Last week the MKs went on their Pesach vacation, which is called a "recess." This is an excellent opportunity to ask why the MKs take a two-week vacation on Pesach. Do they have to clean the house? To get rid of their chametz early? To complete their arrangements for the trip to Thailand? And if we're already discussing the MKs' schedule, why do MKs work only three days a week (from Monday to Wednesday) for only 40 weeks a year? In other words, a total of 120 days of discussions (one out of every three days a year). In an election year they even get an additional recess of many months, on the house, because the election campaign in Israel is so long.
It's true that some of the MKs work harder, much harder, but this is already a matter of good will rather than an obligation to be present. Some of the committees also convene on Sundays and Thursdays, but many of the MKs do not bother to show up at meetings. The Megidor Committee, which examined the system of government in Israel, recommended adding another day of work for deliberations in the committees, and also to improve the status of the Knesset in public opinion. If the MKs devoted any thought to this recommendation, it was probably very short-lived and did not have any public repercussions.
The Knesset, like most parliaments in the world, suffers from a serious crisis of confidence. A survey of attitudes toward the Knesset in 2001 discovered that only 14 percent of the public has confidence in the Israeli parliament. We can reasonably assume the situation has deteriorated since then.

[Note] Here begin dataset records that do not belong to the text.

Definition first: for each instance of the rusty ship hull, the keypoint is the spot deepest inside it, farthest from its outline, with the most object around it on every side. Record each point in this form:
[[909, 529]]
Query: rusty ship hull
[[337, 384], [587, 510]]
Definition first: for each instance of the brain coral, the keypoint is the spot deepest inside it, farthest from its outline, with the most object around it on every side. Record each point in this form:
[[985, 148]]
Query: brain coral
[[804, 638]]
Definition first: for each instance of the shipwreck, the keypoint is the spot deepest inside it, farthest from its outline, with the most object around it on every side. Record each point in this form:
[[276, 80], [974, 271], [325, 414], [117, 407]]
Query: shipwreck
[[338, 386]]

There are many reasons for this lack of confidence, some of them related to the fact that the modern media has difficulty covering the work of the parliament in depth, rather than being dependent on the actions of the MKs themselves.
But it is clear the public believes that the MKs work too little, and even when they do come to the Knesset, the plenum is empty and the committees are empty. Senior members of the academic world and the civil service come to testify before the committees and find themselves talking to a handful of MKs. It is hard for them to avoid the conclusion that the work of the Knesset is not conducted seriously, even if that is not always the case.
There are other parliaments in the world that have a short work week, but they usually serve countries that are much sleepier and more peaceful. The inhabitants of a nervous, densely populated and demanding country like Israel are dragged from one crisis to another and from one tempest to the next, and their lives sometimes (and perhaps usually) seem like a roller coaster. They are entitled to expect their elected officials to take care of these burning issues at least four days a week.
At the same opportunity, the MKs would do well to consider shortening their recesses. There is no reason why these elected officials should go out for a two-week recess on Pesach, and there is no reason why their summer vacation should last for more than a month and a half, including the holidays. If the holidays fall in September, this vacation can be consecutive. If not, let them divide the recess into two parts, and in the middle work for a month.
The MKs are being asked to add about 70 work days in all. If that happens, there will be a sense the MKs are aware of the criticism and are interested in improving their image and that of the institution where they work. It is important to recall that even if they do so, they will still be free to decide on their own schedule during about half the days of the year.